The report cites widespread systemic problems throughout DHS that it says created the conditions that contributed to these children’s deaths—and place the 19,000 children currently in DHS custody in similarly grave danger. According to the report:

  • The structure of DHS is diffuse and inefficient. The department is responsible for a very broad range of services–including Michigan’s welfare, disability assistance, Medicaid, juvenile justice, and child support programs, among many others–but lacks a division devoted specifically to child welfare. Components of the child welfare system are scattered throughout the department, diluting accountability and impeding the communication of critical information. DHS management is structured, says the report, “as if to minimize expert focus on child welfare and to all but preclude the effective protection of its foster children.”
  • DHS managers lack the education and experience necessary to run a child welfare system. National standards for good practice call for directors of child welfare agencies to hold graduate degrees in human services and demonstrate competence in the delivery of child welfare services. Relevant advanced degrees are the exception among top DHS staff, and few have any child welfare experience at all.
  • DHS fails to adequately investigate allegations of abuse and neglect in foster care placements. The department’s investigations are unstructured, superficial, and rarely gather sufficient information to determine accurately whether maltreatment has occurred. Furthermore, says the report, DHS investigators “often make determinations that are not consistent with the facts.”
  • DHS has no quality assurance program and is unable to produce reliable data about its practices and outcomes. The statistical information necessary to guide the operation of the agency at every level–and to identify systemic problems–either does not exist or cannot be trusted. When disturbing data does surface, little is done about it. And the agency calculates some statistics–including its rate of maltreatment in foster care–in a misleading manner that hides the danger to which it subjects the children in its custody.
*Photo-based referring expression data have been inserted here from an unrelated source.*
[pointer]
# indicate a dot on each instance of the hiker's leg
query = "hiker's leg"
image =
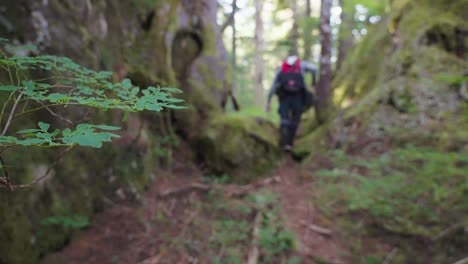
(296, 111)
(284, 122)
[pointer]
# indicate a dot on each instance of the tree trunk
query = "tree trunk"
(295, 29)
(234, 36)
(324, 85)
(259, 67)
(234, 47)
(345, 36)
(308, 32)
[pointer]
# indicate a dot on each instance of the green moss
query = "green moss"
(242, 147)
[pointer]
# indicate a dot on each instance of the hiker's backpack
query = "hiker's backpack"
(290, 79)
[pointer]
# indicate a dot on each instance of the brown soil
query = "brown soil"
(155, 230)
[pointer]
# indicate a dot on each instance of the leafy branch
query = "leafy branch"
(35, 83)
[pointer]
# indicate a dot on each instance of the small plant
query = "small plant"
(72, 222)
(56, 84)
(417, 191)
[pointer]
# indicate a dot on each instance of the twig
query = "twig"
(47, 172)
(10, 117)
(254, 253)
(229, 190)
(320, 230)
(390, 256)
(6, 178)
(462, 261)
(58, 116)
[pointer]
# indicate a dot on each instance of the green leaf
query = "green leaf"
(55, 97)
(7, 139)
(31, 141)
(106, 127)
(127, 83)
(9, 88)
(94, 140)
(29, 131)
(43, 126)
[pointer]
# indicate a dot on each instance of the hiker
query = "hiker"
(293, 95)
The report further notes that DHS’s shortage of caseworkers would be enough by itself to preclude the agency from adequately protecting the children in its care–and echoes concerns raised by last week’s case review that the agency places children in unlicensed foster homes with relatives as a means of maintaining a “second class” of placements that receive neither appropriate safety and criminal background checks nor adequate financial support.

“Combining the disturbing deficiencies in MDHS’s performance in the five cases reviewed with the many serious shortcomings found in the agency’s structure, regulation, practices, overall management, and — especially — staff resources, it is clear that children are far too likely to be no safer in foster care than they were with their abusive and neglectful parents,” the report concludes.

Today’s report will be offered as evidence in the federal class action known as Dwayne B. v. Granholm, brought against Michigan by the national child welfare watchdog group Children’s Rights, the international law firm McDermott Will & Emery, and local counsel Kienbaum Opperwall Hardy & Pelton. The lawsuit charges the state with violating the constitutional rights of the approximately 19,000 children in its custody by failing to protect their safety and well-being and find them permanent homes.